It seems that President Donald Trump and his Ambassador to the United Nations, Nikki Haley, have their wires crossed yet again. The president, despite strong objections from human rights activists and many foreign policy professionals, hosted Egyptian President Abdel Fattah al-Sisi this week at the White House, even referring to him as a “fantastic guy.” The visit coincided with the first working day of the United States’ rotating presidency of the UN Security Council. Haley has said she would use the body, which currently includes Egypt as a member, to highlight the connection between human rights violations and insecurity – a connection which remains strong.

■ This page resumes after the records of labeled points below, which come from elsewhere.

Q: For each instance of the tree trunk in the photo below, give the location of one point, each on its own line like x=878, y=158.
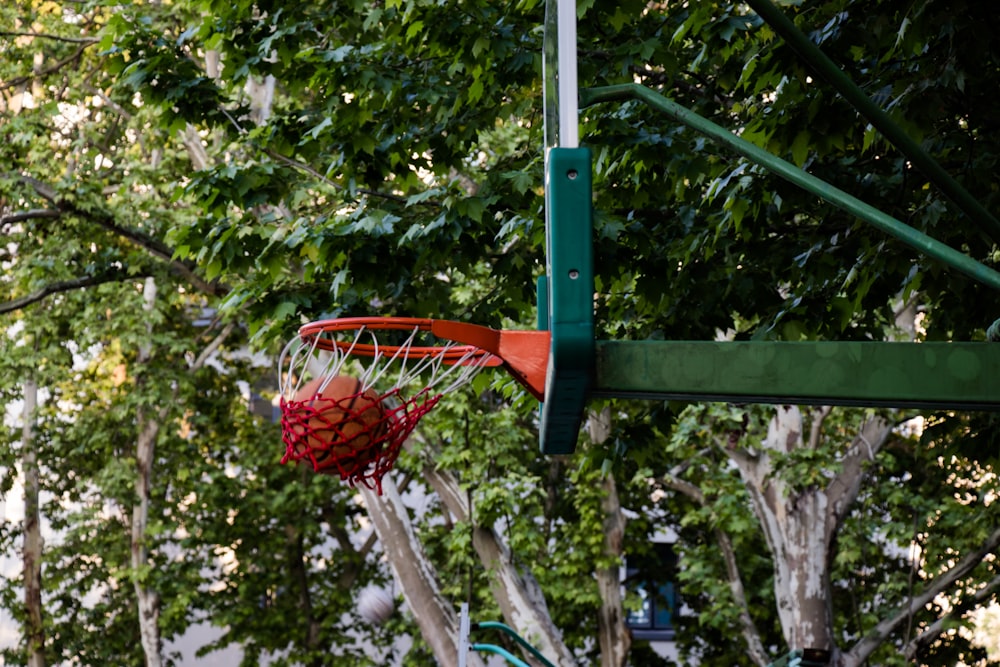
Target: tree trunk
x=614, y=637
x=517, y=592
x=800, y=524
x=148, y=601
x=32, y=558
x=435, y=617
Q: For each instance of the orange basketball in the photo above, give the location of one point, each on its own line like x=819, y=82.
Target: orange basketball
x=340, y=424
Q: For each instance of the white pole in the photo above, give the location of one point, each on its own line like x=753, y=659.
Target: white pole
x=569, y=130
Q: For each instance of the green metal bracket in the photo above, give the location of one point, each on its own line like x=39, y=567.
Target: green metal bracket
x=569, y=295
x=928, y=375
x=879, y=119
x=809, y=657
x=916, y=239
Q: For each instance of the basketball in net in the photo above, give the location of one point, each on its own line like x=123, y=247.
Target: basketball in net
x=353, y=389
x=336, y=424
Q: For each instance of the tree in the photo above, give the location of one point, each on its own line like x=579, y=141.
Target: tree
x=397, y=170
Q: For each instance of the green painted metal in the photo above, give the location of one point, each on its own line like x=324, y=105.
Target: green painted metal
x=875, y=115
x=493, y=625
x=570, y=296
x=502, y=652
x=916, y=239
x=929, y=375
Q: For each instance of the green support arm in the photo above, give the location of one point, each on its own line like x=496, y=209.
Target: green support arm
x=912, y=237
x=875, y=115
x=568, y=292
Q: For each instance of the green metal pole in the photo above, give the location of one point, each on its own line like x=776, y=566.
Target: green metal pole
x=875, y=115
x=793, y=174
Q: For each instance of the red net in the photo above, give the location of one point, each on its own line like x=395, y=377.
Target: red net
x=331, y=414
x=357, y=436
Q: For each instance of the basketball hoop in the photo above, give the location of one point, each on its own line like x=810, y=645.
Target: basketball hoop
x=353, y=389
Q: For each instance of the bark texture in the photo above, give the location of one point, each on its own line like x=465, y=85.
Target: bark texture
x=612, y=634
x=33, y=543
x=147, y=599
x=517, y=592
x=800, y=524
x=435, y=617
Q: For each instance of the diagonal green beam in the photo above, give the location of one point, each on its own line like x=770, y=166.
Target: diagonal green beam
x=912, y=237
x=875, y=115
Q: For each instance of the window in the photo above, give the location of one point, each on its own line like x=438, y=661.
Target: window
x=650, y=576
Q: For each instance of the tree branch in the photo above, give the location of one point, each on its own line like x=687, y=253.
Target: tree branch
x=33, y=214
x=755, y=648
x=63, y=286
x=14, y=83
x=58, y=38
x=864, y=648
x=845, y=486
x=302, y=166
x=143, y=240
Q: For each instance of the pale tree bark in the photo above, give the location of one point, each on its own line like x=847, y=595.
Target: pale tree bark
x=751, y=635
x=436, y=618
x=32, y=557
x=517, y=592
x=613, y=635
x=147, y=599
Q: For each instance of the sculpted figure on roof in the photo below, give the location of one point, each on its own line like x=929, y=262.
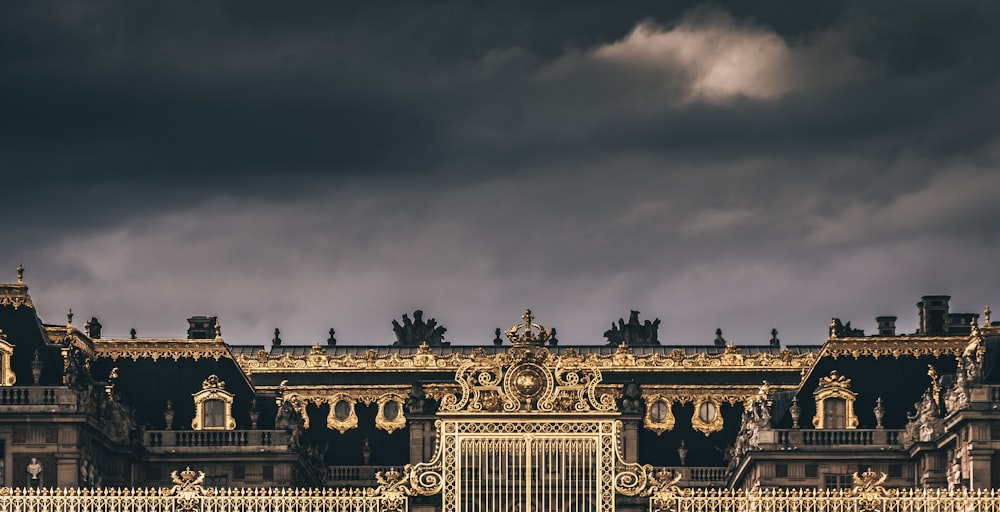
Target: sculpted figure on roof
x=633, y=333
x=411, y=333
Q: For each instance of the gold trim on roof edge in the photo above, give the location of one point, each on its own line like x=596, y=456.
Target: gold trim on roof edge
x=915, y=346
x=425, y=360
x=15, y=295
x=160, y=348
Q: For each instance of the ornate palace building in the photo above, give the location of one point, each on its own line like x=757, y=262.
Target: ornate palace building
x=525, y=419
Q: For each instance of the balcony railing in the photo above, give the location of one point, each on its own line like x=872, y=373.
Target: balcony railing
x=353, y=476
x=37, y=399
x=202, y=441
x=847, y=438
x=698, y=476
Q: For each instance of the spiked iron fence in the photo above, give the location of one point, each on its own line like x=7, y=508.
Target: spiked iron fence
x=189, y=496
x=820, y=500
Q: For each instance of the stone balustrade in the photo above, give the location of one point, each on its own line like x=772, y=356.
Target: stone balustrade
x=204, y=441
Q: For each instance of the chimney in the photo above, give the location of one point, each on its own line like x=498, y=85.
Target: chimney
x=201, y=327
x=94, y=328
x=886, y=325
x=933, y=310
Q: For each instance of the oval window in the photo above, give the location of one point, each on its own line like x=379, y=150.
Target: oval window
x=342, y=410
x=390, y=410
x=658, y=411
x=707, y=412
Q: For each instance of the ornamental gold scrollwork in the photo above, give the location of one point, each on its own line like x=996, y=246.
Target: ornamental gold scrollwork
x=160, y=348
x=427, y=359
x=910, y=346
x=528, y=380
x=868, y=489
x=427, y=478
x=15, y=296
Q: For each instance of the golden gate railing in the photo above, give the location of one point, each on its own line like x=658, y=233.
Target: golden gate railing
x=189, y=496
x=819, y=500
x=213, y=500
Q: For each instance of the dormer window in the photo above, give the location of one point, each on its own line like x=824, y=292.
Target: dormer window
x=7, y=377
x=835, y=403
x=214, y=414
x=213, y=406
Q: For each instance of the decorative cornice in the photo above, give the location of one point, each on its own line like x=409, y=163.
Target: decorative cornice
x=733, y=395
x=425, y=360
x=160, y=348
x=899, y=346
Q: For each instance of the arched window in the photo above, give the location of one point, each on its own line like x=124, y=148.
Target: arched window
x=390, y=413
x=659, y=417
x=707, y=417
x=342, y=416
x=7, y=377
x=213, y=406
x=214, y=413
x=834, y=403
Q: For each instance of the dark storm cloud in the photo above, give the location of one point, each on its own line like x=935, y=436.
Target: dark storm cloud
x=731, y=165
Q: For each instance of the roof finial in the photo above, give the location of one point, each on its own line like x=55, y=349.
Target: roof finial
x=522, y=334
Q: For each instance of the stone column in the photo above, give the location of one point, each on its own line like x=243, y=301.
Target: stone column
x=979, y=476
x=421, y=438
x=630, y=437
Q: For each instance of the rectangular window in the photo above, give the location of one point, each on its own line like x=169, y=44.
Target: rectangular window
x=895, y=471
x=215, y=481
x=838, y=482
x=214, y=413
x=835, y=413
x=781, y=470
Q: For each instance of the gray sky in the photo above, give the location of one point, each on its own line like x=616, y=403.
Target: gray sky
x=324, y=164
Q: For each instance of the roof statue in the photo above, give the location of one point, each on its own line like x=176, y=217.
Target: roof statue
x=839, y=330
x=633, y=333
x=719, y=340
x=414, y=332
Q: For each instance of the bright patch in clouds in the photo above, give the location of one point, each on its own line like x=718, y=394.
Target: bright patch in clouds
x=719, y=58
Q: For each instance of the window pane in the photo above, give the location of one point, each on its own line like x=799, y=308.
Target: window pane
x=658, y=411
x=835, y=413
x=214, y=413
x=706, y=412
x=390, y=410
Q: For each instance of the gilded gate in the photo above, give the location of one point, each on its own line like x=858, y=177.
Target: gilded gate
x=528, y=431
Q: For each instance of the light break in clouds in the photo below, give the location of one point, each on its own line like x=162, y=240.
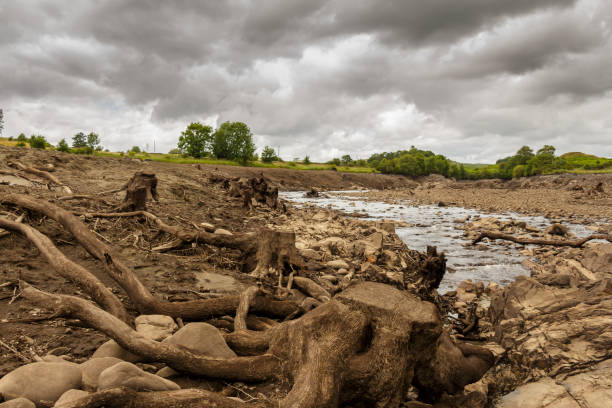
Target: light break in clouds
x=471, y=79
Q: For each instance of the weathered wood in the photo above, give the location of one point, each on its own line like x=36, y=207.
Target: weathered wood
x=69, y=269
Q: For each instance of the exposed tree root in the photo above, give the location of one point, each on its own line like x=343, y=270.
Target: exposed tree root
x=144, y=301
x=187, y=398
x=43, y=174
x=69, y=269
x=540, y=241
x=256, y=368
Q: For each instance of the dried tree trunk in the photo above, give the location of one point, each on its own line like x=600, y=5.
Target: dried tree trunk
x=45, y=175
x=69, y=269
x=144, y=301
x=186, y=398
x=138, y=189
x=256, y=368
x=540, y=241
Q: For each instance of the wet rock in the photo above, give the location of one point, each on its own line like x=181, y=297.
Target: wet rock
x=557, y=229
x=338, y=264
x=202, y=338
x=69, y=396
x=112, y=349
x=155, y=327
x=128, y=375
x=92, y=369
x=41, y=381
x=18, y=403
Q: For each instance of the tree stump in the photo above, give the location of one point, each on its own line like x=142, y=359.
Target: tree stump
x=139, y=188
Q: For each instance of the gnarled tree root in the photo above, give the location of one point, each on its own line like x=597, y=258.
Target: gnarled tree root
x=255, y=368
x=539, y=241
x=69, y=269
x=187, y=398
x=116, y=268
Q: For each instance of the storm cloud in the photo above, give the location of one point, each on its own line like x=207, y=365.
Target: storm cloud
x=471, y=79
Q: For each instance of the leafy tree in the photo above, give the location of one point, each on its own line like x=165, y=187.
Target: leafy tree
x=234, y=141
x=93, y=140
x=62, y=146
x=196, y=141
x=38, y=142
x=268, y=155
x=79, y=140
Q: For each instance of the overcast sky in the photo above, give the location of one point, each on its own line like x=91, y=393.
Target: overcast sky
x=471, y=79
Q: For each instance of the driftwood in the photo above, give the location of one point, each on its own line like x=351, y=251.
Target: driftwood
x=140, y=187
x=69, y=269
x=142, y=298
x=364, y=347
x=187, y=398
x=540, y=241
x=43, y=174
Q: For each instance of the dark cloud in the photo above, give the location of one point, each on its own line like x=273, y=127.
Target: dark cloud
x=473, y=79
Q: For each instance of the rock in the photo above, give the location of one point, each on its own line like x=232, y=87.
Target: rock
x=112, y=349
x=592, y=389
x=126, y=374
x=166, y=372
x=338, y=264
x=202, y=338
x=557, y=229
x=69, y=396
x=41, y=381
x=208, y=227
x=18, y=403
x=598, y=258
x=92, y=369
x=155, y=327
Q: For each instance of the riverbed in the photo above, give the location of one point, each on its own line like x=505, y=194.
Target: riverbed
x=439, y=226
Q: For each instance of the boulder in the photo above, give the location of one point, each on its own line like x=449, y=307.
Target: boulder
x=69, y=396
x=155, y=327
x=112, y=349
x=202, y=338
x=41, y=381
x=126, y=374
x=18, y=403
x=92, y=369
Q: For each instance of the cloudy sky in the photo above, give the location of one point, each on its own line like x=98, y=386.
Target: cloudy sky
x=471, y=79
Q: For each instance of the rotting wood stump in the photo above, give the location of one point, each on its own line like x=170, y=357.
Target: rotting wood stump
x=362, y=348
x=139, y=188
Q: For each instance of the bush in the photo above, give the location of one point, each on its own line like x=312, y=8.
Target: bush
x=62, y=146
x=38, y=142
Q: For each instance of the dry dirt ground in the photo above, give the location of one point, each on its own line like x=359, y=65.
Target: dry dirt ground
x=189, y=196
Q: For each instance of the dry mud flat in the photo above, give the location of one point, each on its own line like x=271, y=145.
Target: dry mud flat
x=339, y=313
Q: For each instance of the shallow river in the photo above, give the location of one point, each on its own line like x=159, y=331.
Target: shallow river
x=433, y=225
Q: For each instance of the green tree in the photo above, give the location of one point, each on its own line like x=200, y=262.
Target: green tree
x=79, y=140
x=346, y=160
x=93, y=140
x=62, y=146
x=268, y=155
x=196, y=141
x=234, y=140
x=38, y=142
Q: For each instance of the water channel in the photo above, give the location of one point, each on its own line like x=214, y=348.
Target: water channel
x=433, y=225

The data on what drives support for terrorism and violent extremism is clear: State violence against its own population is among the single largest factors in support for “terrorist” or violent extremist organizations. Excessive and routine police brutality are among the key sources of grievance within communities that violent extremist propaganda exploits.
According to the U.S. Department of State’s human rights report, the continuing crackdown on dissent by authoritarian governments, including in Egypt, contributed to a rising tide of human rights abuses that has allowed terrorist groups to flourish. This year has seen governments arresting civil society actors for peaceful protest, criminalizing speech and media oversight, and passing anti-migrant and anti-refugee policies in the face of unprecedented levels of global human suffering. Overly broad definitions of terrorism or violent extremism, particularly across the Middle East, North Africa, and Sub-Saharan Africa, are too often used to criminalize the legitimate actions of opposition groups, civil society organizations, and human rights defenders.
Yet, rather than consistently reminding his counterparts and the public of the need to fight terrorism through policies that protect the basic rights and freedoms of their citizens – because this is actually the most effective security strategy – President Trump reportedly prefers to handle the human rights concerns swirling around Sisi and others in private, although there is no evidence that they are in fact raised even there.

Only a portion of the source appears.